Hiszpanie poinformowali w oficjalnym oświadczeniu, cytowanym przez Reutera, że taki wybór stwarza szansę najlepszego wykorzystania efektu synergii.
Sprawa jest o tyle istotna, że Hiszpania była dotąd największym europejskim rynkiem Andersena (firma obsługuje m.in. 23 z 35 blue-chipów wchodzących w skład indeksu giełdy w Madrycie).
Poza tym - na co zwracali we wtorek uwagę rozmówcy Reutera - w ślad za Hiszpanią niemal na pewno pójdą partnerzy z Ameryki Łacińskiej.
Już wcześniej oddziały Andersena m.in. z Australii, Rosji, Singapuru, Filipin, Malezji i Tajwanu zdecydowały o przyłączeniu się do Ernst & Young.

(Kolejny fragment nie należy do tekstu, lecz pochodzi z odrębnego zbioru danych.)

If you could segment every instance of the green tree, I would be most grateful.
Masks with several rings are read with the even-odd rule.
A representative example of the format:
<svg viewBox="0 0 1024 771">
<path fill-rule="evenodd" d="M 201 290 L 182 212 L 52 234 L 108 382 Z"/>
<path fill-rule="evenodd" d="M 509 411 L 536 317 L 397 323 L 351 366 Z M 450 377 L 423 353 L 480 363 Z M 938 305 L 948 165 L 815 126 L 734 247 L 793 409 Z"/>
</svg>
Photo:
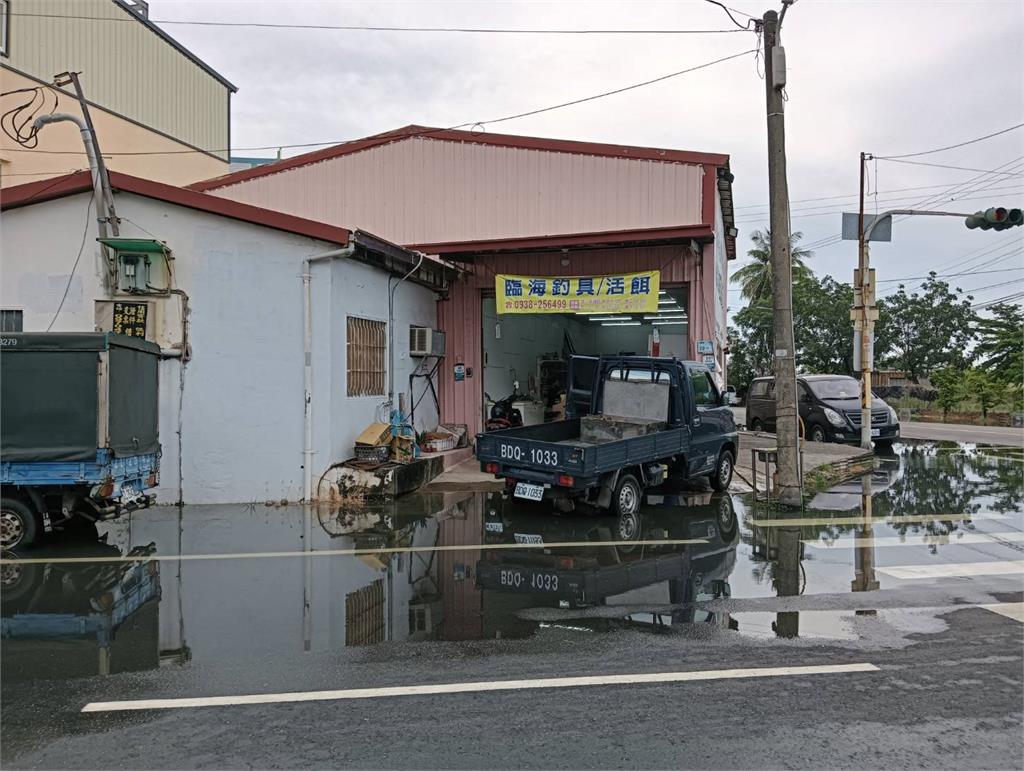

Natomiast partnerzy z Hong Kongu i Chin wybrali ofertę PricewaterhouseCoopers.
Te fakty mogą oznaczać, że trwające od dwóch tygodni rozmowy z KPMG zakończą się całkowitym niepowodzeniem. Ich efektem miało być powstanie molocha księgowego, zatrudniającego 140 tys. pracowników i mającego roczne obroty rzędu 12,2 mld USD.
Według informacji z ubiegłego tygodnia, także polski oddział Andersena prowadził negocjacje z KPMG. Ich efekt miał być znany do połowy kwietnia. Obecnie przedstawiciele firmy mówią jedynie, że negocjują z innymi firmami z "Wielkiej Piątki", a przyszłość polskiego Andersena zależy wyłącznie od polskich partnerów.